= Michael Houlihan =

Irish solicitor and former President of the Law Society of Ireland

Michael Houlihan is a prominent Irish solicitor, Businessman and former President of the Law Society of Ireland. He is noted for his achievements in promoting the development of the south-west region of Ireland.

Born in Ennis, County Clare, from a distinguished legal family, he was educated at Cistercian College, Roscrea, and the Law Society of Ireland.

He was Chairman of Shannon Free Airport Development Company, a Government established regional development body to promote Shannon Airport and the Shannon Region of Ireland.

He was chairman of Shannon Regional Tourism Board until June 2013. He is an Honorary Member of the American Bar Association and a member of the Association of Trial Lawyers of America. He is a member of the International Bar Association and a former chairman of the Litigation Division of the Association.

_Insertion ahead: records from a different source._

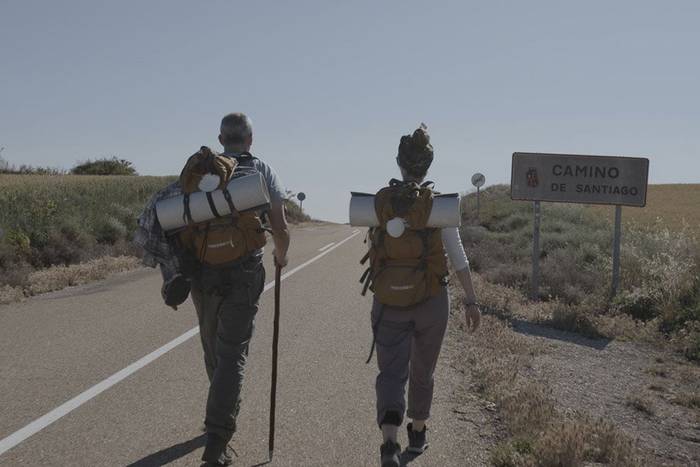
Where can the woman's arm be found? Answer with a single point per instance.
(458, 258)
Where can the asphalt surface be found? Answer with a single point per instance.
(54, 347)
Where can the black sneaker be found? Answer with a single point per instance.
(216, 452)
(390, 452)
(417, 440)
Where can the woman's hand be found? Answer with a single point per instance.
(472, 314)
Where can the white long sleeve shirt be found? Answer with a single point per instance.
(454, 248)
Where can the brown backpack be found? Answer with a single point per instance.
(411, 268)
(226, 239)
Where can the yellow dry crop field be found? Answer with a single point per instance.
(675, 205)
(33, 206)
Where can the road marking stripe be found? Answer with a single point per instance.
(327, 246)
(45, 420)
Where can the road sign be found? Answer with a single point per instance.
(569, 178)
(620, 181)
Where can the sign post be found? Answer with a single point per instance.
(568, 178)
(616, 250)
(301, 197)
(536, 252)
(478, 181)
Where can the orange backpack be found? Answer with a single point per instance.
(226, 239)
(412, 267)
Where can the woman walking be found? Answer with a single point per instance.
(409, 332)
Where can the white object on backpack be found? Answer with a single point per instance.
(396, 227)
(209, 183)
(445, 211)
(247, 192)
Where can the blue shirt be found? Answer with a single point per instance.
(274, 184)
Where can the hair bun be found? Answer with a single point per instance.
(421, 138)
(416, 152)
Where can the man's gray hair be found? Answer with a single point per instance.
(236, 128)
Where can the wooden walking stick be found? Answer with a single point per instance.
(275, 344)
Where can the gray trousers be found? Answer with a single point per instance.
(226, 305)
(408, 346)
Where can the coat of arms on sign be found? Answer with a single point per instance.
(532, 180)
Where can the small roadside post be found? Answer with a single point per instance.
(582, 179)
(478, 181)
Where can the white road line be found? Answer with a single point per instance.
(45, 420)
(326, 247)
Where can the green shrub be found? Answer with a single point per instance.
(105, 166)
(110, 230)
(641, 304)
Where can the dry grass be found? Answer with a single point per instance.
(677, 205)
(540, 434)
(641, 403)
(60, 277)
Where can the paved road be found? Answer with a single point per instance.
(55, 347)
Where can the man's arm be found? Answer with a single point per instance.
(280, 233)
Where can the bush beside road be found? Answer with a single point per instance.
(56, 228)
(659, 299)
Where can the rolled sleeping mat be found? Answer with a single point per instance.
(445, 211)
(247, 192)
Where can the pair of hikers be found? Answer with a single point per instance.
(197, 257)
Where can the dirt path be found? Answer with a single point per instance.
(642, 390)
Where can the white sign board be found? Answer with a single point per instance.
(571, 178)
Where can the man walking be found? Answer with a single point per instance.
(226, 298)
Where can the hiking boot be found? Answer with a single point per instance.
(216, 452)
(390, 452)
(417, 440)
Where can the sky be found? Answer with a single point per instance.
(332, 86)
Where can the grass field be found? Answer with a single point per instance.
(660, 274)
(54, 220)
(675, 205)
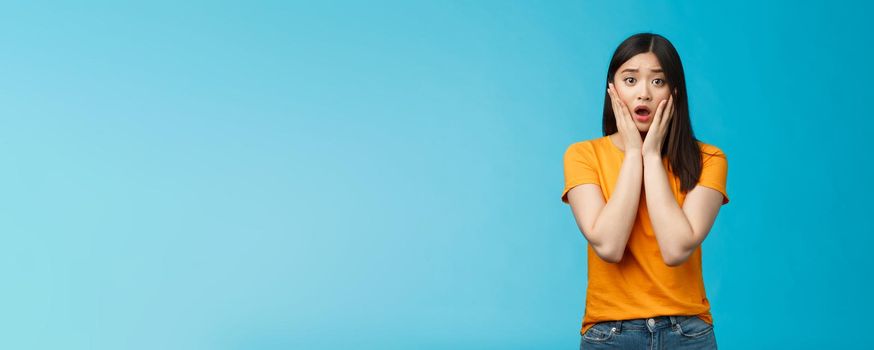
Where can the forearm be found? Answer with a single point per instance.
(614, 223)
(672, 229)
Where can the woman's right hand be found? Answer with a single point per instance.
(627, 129)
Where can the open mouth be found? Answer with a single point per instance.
(642, 111)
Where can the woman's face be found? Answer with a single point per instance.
(641, 83)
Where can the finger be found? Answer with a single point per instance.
(616, 111)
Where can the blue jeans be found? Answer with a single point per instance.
(657, 333)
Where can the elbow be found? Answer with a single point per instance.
(675, 259)
(612, 256)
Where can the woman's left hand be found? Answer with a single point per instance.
(652, 145)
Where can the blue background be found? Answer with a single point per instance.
(328, 175)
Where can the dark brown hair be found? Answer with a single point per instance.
(680, 146)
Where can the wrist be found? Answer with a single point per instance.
(652, 156)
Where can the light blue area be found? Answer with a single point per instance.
(386, 175)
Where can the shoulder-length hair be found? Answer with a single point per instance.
(680, 146)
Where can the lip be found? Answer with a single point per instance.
(642, 118)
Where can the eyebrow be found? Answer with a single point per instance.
(657, 70)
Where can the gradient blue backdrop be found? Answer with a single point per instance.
(386, 175)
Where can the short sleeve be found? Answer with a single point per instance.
(714, 171)
(578, 169)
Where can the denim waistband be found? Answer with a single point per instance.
(651, 323)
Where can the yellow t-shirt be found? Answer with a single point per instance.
(641, 285)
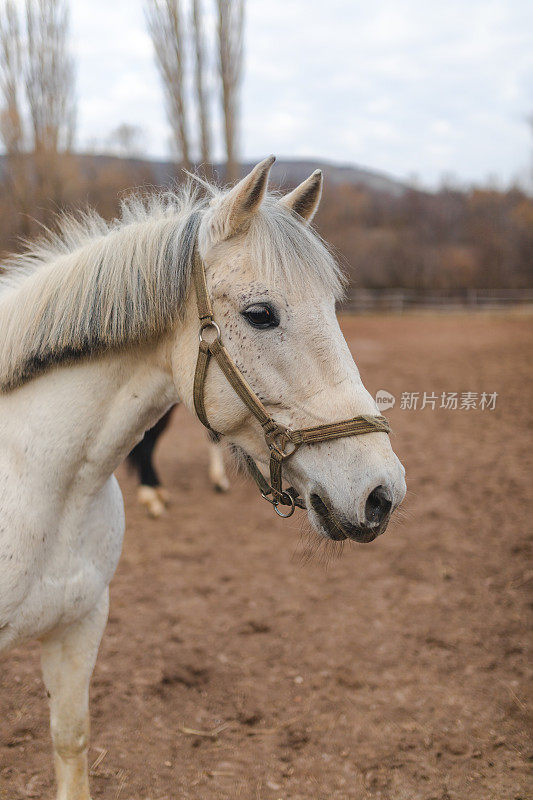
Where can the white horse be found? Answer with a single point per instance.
(99, 336)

He is a former member of the Board of The Ireland Funds.

He is a former member of the Governing Authority of the University of Limerick and was Chair of the University's Foundation Board from 2006 to 2014. He is a director of the Limerick University Concert Hall. He was president of the Ennis Chamber of Commerce from 1977 to 1979. He was founding director of Rural Resettlement Ireland Limited, a founding director of Glór Irish Music Centre, a director of Ennis Civic Trust and Kilkee Civic Trust, and founding director of the Céifin Centre.

He was County Solicitor for Clare County Council from 1976 until October 2006.

He was conferred with an Honorary Doctor of Laws by the University of Limerick in April, 2023.